John Thomson, or Traveling Subjects
Manchu Bride, by John Thomson.
I took advantage of my time in Asia to begin initial research on a project on travel and photography, tentatively entitled Traveling Subjects. In 1862, the photographer John Thomson moved to Singapore to begin his career documenting East Asia. Along the way, as I argue in Traveling Subjects, Thomson will come to reorient his travel photography from the perspective of the subject. In 2009, I was awarded a two-year grant to lead a team of students in researching Thomson’s work. Our research uncovered, among other things, a poet from the late Qing dynasty who describes Thomson’s portrait session in traditional Chinese poetry and a Buddhist monastery in Bangkok rumored to reflect his images in their murals. We collected a reception history from the Chinese media on the 2009 exhibition of Thomson’s photographs. As this project evolves, I hope to reveal an alternate history of travel photography that maintains a focus on the subject as agent, who, much like ourselves, undergoes the moment of photographing with familiarity.
Tiong Bahru
We've submitted an artist's statement to the forthcoming collection: Embodying Singapore: Critical Perspectives in the Arts, Society and Politics, edited by Shirley Chew and Wernmei Yong Ade. I want to share this project, as it somewhat succintly summarizes our ideas about lived experience, politics, and portraiture. You can download a draft here.

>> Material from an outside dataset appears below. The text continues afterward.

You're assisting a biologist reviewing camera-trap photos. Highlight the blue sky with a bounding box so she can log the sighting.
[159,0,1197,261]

Broadview Edition of Ida May by Mary Hayden Green Pike
I am under contract with Broadview Editions to produce an annotated reprint edition of the sentimental anti-slavery novel Ida May: a Story of Things Actual and Possible, due January 2016.
Photographic Studies in American Notebooks
I have been photographing passages from the American Notebooks around the Old Manse since 2009.
When she edits the American Notebooks in the 1860s, Sophia Hawthorne will find passages that she calls “photographic studies.” In the forthcoming essay in Mixed Messages: American Correspondence in Visual and Verbal Practices (Manchester University Press 2016), I examine each of Sophia’s photographic analogies by considering, at her invitation, the relationship between these realist nonfictional records and Hawthorne’s romantic fiction. When considered in light of the Hawthornes’ appropriation of the photographic and reflective as metaphors for a world they felt exceeded representation, my analysis of these scenes reveals that photography’s significance extends beyond conventional alignments with the indexical real. For the Hawthornes—and as I suggest, for American writing at mid-century in general— “to daguerreotype” implied a reflective surface in both senses of the word. My findings suggest that, in addition to the realist discourse of minuteness, accuracy and preservation associated with the written culture of early photography, we must not ignore its supplemental role in systems that gestured toward the invisible, the unsaid, and the unseen.